Making green roofs even greener
#1 January 19, 8:17 am
Making green roofs even greener
Researchers at the University of B.C.'s Okanagan campus are trying to green up an already green idea.

Professor Kasun Hewage and master's student Fabricio Bianchini, both engineers, are investigating whether they can improve the environmental footprint of green roofs.

Because they are testing the roofs in a drier climate in the Okanagan than where the roofs are normally used, their research could also help prove the roofs' usefulness in arid regions throughout the world.

Green roofs have been used for decades in Europe, and have more recently caught on in North America.

There are examples of green roofs in downtown Vancouver, including at the Vancouver Public Library and the Vancouver Convention Centre.

The green roofs have a range of benefits which include absorbing green-house gases, lowering temperatures directly above the gardens and reducing run-off.

The green roofs also help filter dust and potentially harmful chemicals, and reduce the heating and cooling loads on buildings.

However, Hewage and Bianchini found the benefits of green roofs are diminished by the pollution created during the manufacture of the plastics and rubber mats that provide drain-age for the plants.

The researchers' life-cycle analysis showed it would take as much as 25 years to compensate for the environ-mental damage caused from making the plastic in the matting.

Life-cycle analysis is an examination of the environmental effects of a product from cradle-to-grave.
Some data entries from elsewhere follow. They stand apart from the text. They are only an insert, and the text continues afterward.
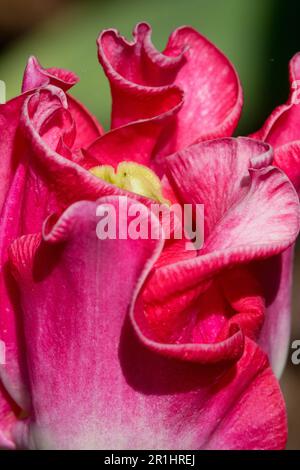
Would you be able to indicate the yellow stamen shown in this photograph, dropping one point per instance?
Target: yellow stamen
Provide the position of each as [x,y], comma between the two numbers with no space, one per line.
[132,177]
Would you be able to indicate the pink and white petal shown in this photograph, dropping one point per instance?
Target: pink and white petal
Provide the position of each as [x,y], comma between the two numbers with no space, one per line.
[136,70]
[275,276]
[8,420]
[87,353]
[281,129]
[137,141]
[216,174]
[213,96]
[69,179]
[35,76]
[262,221]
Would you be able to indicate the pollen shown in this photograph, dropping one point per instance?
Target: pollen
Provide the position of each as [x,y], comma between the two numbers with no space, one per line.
[132,177]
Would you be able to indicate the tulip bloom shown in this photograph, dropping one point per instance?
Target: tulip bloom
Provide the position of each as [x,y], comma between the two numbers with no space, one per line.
[141,343]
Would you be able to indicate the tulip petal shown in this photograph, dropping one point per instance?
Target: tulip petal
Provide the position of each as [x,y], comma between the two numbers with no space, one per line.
[212,92]
[275,276]
[82,347]
[8,418]
[281,129]
[26,198]
[136,70]
[35,76]
[256,216]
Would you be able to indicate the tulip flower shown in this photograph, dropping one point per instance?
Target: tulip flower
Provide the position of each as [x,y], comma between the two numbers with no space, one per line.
[141,343]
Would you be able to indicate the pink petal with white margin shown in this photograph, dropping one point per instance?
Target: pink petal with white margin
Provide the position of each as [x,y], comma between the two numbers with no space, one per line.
[8,418]
[281,129]
[255,218]
[82,347]
[136,70]
[275,275]
[35,76]
[26,195]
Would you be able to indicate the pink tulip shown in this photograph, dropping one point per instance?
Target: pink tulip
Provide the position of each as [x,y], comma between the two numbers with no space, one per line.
[142,343]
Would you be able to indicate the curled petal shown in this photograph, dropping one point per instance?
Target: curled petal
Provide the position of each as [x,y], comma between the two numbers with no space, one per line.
[281,129]
[87,352]
[9,413]
[145,82]
[275,276]
[35,76]
[256,217]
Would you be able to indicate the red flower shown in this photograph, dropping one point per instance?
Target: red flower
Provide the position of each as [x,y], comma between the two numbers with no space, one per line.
[141,343]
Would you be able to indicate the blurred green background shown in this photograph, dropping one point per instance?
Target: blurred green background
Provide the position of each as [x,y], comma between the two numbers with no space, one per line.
[259,36]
The analysis includes the extraction of raw materials, manufacturing and disposal or recycling of materials at the end of the product's life.

The researchers' assessment also compared the toxic emissions from the industrial production of the plastic to the air pollution removed by the plants during the lifespan of a green roof.

"The current green roof is not sustainable enough because some of the manufacturing materials themselves emit gases, some toxic materials," says Hewage.

Once it was known that the mats diminished the benefits of the green roofs, Hewage and Bianchini decided to test the use of construction material waste as a drainage base to replace the plastic mats.

The construction waste is abundant by the time a green roof would be constructed, would produce no additional manufacturing pollution and would also be a unique way to reduce the amount of waste going into landfills.